Ecto makes a point of checking uniqueness via database constraints, not via validations. The reasoning is that if we rely on a validation, we’re open to race conditions - two simultaneous requests claim the same username, for example, because each process asks the database “is this username taken?”, each gets the answer “no”, and each then inserts it.
Ecto.Changeset has built-in validations like
validate_format which can be checked without talking to the database. If all of those pass, we attempt the insert/update. If that triggers a constraint error and we’ve told the changeset to look for it (using
unique_constraint(:username) or whatever), the error gets parsed into a friendly user message.
I get all this, and I’m glad that Ecto has great support for constraints, because it’s truly impossible for application code to guarantee uniqueness without using database constraints, table locks, serializable transactions, or some other database mechanism I don’t know about.
However, I think we should also check for uniqueness (and other ‘conflicting data in the database’ situations) in validations. My reasoning is this:
- If someone has taken the username I want, the odds are overwhelmingly large that a validation that queries for conflicting records would catch that. The other user almost certainly took that username 1 year ago, 1 day ago, or even 1 second ago. The only time the validation won’t catch it is if they took it (say) 1 millisecond ago, after my data was validated but before it was inserted. In other words, assuming they took it at some random time between when the application was created and now, the odds that that time was less than a millisecond ago are extremely small.
If I submit form data that would violate 3 validations and 2 constraints, I may have to submit it 3 times in a row to fix everything: the first time to fix the validations (when the constraints haven’t been checked yet), the second time to fix the first constraint error, and the third to fix the last constraint error. This is because while validations can tell us every problem they detect at once, databases (or at least PostgreSQL) only show the first constraint violation they detect; you have to fix that one and try the
INSERTagain to see the next constraint error. Making users submit a form where they’ve fixed all the error messages, only to present them with another round of error messages, is a bad user experience.

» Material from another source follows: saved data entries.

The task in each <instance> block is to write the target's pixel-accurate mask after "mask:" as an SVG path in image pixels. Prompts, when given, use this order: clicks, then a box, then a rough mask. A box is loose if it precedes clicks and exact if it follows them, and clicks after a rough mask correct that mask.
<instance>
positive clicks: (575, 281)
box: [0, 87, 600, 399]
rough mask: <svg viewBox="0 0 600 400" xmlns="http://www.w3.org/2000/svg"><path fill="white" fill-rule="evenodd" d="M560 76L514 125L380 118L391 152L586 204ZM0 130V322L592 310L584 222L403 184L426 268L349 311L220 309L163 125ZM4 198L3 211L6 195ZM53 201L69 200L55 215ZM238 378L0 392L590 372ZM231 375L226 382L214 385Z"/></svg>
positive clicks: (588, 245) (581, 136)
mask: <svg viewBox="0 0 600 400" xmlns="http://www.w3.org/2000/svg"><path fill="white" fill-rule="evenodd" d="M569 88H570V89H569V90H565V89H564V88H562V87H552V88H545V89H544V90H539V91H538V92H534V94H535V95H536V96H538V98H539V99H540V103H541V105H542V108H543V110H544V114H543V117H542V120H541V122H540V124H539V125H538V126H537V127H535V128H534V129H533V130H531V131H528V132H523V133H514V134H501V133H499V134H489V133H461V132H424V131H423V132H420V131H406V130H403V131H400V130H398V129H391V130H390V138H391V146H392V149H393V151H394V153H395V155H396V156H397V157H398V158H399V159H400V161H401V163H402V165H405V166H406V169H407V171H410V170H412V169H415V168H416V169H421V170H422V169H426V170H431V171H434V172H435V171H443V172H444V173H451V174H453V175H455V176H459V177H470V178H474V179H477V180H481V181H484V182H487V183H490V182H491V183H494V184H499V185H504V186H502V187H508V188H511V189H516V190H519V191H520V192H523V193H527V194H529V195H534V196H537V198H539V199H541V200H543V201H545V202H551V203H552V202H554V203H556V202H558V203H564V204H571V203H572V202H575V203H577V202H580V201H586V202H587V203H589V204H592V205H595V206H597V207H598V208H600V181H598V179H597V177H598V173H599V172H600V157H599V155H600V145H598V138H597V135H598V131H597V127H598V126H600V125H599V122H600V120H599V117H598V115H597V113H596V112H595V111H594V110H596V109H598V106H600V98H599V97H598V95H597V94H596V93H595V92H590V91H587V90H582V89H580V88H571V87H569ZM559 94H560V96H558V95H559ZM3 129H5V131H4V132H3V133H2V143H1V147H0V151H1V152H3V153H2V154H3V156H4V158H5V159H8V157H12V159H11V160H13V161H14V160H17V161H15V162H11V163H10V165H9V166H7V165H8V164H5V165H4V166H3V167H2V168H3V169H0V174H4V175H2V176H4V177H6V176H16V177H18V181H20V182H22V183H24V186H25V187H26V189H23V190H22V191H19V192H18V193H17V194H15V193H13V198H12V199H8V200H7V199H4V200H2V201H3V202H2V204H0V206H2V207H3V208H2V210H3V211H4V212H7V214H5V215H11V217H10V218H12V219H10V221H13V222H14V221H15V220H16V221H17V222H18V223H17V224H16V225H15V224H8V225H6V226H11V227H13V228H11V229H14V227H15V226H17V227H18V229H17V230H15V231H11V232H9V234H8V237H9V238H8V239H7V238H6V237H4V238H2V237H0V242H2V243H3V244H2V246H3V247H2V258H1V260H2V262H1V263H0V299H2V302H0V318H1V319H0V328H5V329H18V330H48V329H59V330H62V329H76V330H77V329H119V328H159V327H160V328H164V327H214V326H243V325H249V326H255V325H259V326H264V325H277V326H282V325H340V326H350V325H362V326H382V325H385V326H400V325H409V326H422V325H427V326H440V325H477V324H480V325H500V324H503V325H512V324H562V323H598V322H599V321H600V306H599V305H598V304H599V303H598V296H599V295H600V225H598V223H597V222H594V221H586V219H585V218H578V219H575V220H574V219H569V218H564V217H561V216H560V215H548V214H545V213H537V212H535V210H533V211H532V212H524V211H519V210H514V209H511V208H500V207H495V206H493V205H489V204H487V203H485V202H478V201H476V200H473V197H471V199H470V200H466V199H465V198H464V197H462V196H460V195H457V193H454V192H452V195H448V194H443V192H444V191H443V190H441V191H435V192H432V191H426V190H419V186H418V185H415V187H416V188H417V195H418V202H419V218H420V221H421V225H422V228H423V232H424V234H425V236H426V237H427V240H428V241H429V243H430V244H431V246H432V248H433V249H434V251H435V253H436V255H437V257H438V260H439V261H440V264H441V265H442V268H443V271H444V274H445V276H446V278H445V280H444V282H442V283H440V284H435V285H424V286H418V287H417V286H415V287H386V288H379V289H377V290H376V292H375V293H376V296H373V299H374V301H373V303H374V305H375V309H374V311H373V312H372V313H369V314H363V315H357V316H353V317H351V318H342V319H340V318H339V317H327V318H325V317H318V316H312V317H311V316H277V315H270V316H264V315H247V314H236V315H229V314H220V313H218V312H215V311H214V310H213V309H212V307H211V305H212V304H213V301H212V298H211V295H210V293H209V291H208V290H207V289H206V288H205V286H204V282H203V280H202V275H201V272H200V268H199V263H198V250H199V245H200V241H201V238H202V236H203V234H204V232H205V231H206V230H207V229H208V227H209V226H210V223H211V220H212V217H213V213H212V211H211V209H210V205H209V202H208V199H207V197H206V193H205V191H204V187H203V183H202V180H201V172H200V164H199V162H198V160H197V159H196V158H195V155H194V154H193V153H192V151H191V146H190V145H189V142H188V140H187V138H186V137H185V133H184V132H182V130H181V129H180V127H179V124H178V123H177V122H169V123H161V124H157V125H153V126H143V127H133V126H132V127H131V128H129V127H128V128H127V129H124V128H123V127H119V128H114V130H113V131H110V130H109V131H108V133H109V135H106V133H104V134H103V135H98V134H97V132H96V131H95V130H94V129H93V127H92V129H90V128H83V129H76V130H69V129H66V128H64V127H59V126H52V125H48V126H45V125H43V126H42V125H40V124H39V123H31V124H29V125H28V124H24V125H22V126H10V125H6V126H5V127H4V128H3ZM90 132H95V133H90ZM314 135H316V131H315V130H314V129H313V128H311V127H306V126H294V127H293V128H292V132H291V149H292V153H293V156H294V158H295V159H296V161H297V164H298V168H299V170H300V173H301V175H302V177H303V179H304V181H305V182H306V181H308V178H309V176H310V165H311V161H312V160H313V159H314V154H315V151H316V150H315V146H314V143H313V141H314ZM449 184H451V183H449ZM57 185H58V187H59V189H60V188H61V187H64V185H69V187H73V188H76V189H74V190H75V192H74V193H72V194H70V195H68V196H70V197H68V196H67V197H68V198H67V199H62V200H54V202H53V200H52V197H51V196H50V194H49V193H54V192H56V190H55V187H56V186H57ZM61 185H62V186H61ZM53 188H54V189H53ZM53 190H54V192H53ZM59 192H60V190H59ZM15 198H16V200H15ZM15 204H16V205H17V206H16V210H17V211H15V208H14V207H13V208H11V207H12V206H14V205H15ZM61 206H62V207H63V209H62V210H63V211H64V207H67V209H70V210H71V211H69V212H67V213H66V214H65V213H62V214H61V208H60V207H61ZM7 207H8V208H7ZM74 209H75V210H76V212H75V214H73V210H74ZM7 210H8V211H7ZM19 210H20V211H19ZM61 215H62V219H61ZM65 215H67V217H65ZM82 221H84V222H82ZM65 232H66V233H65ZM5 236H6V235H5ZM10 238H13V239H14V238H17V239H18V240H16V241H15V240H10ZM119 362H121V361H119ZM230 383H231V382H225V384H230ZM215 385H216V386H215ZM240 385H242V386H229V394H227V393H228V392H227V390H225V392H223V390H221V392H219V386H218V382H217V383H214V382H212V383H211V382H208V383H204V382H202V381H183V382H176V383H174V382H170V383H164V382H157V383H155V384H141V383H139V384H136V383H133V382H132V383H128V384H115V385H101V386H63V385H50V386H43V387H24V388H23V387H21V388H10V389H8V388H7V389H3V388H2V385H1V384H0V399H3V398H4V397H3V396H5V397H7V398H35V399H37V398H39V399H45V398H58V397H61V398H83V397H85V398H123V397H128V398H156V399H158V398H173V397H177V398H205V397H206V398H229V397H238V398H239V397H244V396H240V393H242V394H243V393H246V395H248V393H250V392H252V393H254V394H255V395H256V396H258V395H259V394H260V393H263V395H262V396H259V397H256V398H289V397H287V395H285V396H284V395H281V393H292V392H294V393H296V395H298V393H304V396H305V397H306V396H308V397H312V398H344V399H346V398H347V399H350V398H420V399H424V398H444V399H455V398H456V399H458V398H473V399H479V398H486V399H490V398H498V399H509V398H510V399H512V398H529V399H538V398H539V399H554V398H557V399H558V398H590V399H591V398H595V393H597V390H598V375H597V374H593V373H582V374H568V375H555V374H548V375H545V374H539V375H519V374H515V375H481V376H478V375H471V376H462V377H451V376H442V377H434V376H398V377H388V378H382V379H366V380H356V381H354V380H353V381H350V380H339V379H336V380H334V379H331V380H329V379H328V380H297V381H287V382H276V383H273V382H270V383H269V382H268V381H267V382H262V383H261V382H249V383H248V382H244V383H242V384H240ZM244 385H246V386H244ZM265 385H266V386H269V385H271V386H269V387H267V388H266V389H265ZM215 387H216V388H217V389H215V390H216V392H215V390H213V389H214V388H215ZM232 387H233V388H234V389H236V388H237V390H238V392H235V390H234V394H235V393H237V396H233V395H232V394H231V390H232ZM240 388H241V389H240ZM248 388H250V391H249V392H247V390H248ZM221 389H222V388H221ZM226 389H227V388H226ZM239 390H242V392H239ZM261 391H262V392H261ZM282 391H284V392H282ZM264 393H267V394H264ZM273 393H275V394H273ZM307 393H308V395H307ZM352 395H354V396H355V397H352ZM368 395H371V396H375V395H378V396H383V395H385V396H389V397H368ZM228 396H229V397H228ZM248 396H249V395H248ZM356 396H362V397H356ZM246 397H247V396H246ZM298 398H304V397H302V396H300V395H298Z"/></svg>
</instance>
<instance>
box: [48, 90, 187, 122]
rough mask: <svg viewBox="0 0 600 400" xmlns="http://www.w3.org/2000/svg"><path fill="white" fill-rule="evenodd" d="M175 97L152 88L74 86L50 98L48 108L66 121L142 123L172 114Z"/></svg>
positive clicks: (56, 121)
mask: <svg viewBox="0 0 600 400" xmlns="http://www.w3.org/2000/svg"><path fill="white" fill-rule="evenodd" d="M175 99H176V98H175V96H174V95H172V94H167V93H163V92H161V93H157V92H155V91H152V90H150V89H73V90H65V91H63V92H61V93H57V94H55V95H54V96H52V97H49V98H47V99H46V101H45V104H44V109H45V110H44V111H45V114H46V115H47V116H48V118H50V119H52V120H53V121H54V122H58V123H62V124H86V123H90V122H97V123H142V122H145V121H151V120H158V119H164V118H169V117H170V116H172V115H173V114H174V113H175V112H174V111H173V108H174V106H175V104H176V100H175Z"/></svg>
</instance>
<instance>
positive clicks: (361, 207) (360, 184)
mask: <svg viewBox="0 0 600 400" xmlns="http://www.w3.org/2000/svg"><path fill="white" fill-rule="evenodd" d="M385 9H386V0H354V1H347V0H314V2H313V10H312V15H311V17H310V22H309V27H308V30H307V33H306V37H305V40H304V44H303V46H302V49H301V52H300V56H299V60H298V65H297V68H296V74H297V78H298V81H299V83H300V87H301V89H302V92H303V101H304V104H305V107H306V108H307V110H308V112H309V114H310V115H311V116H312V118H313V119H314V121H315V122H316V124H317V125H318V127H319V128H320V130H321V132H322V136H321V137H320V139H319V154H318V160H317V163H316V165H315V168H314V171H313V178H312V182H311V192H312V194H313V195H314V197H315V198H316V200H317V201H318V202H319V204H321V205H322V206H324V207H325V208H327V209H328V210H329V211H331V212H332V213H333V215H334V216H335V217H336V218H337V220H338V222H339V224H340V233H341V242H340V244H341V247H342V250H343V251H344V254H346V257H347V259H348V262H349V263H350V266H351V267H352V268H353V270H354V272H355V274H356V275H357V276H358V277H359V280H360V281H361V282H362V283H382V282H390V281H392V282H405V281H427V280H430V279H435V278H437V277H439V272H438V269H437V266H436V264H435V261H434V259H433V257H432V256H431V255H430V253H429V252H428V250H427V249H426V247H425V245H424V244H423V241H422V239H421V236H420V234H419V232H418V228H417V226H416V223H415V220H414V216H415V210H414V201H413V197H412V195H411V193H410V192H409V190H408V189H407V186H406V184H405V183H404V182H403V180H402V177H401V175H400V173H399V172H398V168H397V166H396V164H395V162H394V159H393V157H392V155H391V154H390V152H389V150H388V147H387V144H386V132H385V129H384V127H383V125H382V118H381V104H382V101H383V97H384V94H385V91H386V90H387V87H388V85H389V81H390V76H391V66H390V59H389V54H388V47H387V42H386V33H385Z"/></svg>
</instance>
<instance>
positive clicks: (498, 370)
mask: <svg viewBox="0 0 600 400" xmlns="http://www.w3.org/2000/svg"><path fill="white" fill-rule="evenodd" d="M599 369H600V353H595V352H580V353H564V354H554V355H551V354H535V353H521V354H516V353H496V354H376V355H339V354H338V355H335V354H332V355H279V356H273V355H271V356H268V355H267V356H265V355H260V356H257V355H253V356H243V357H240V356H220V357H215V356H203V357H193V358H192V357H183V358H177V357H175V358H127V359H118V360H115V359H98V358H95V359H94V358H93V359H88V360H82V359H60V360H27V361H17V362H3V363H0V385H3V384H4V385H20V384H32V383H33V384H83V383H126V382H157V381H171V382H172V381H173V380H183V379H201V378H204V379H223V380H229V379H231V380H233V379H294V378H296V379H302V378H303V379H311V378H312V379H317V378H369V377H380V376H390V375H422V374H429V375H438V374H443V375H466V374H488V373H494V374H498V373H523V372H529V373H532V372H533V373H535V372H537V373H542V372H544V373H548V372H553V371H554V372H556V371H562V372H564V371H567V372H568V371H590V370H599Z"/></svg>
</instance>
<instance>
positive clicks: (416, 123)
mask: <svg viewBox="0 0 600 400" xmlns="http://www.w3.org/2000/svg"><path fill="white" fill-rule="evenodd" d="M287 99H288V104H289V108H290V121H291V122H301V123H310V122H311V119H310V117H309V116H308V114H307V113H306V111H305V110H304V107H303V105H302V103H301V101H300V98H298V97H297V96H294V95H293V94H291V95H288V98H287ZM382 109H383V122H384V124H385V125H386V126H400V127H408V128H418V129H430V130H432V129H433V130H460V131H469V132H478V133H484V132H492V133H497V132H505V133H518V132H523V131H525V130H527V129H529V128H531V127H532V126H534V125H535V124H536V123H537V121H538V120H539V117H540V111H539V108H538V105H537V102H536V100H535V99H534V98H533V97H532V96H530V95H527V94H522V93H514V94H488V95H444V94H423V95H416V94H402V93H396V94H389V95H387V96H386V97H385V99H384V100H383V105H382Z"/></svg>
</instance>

Therefore, if you need to ensure something like “username must be unique”, I argue that you should 1) check it in the validation phase by running a query and present the error along with things like “name can’t be blank”, and 2) also have a database constraint in case of race conditions, and use
unique_constraint(:username) in your changeset function to ensure that error is handled gracefully if it happens. (If you’re both validating uniqueness and checking a constraint, the constraint error could say “whoops, looks like someone just took that username”, since that’s the only situation where they’d see it.).
The downsides of doing this are that 1) your validation phase now requires the database, which makes testing a little worse 2) it’s not very DRY 3) it’s extra work. But 1) can be dealt with by breaking having a
run_database_dependent_validations function and testing it separately. 2) and 3) are developer pain that I think is justified by the better user experience.
Please add your rebuttals, questions, congratulations, murmurs of assent, etc.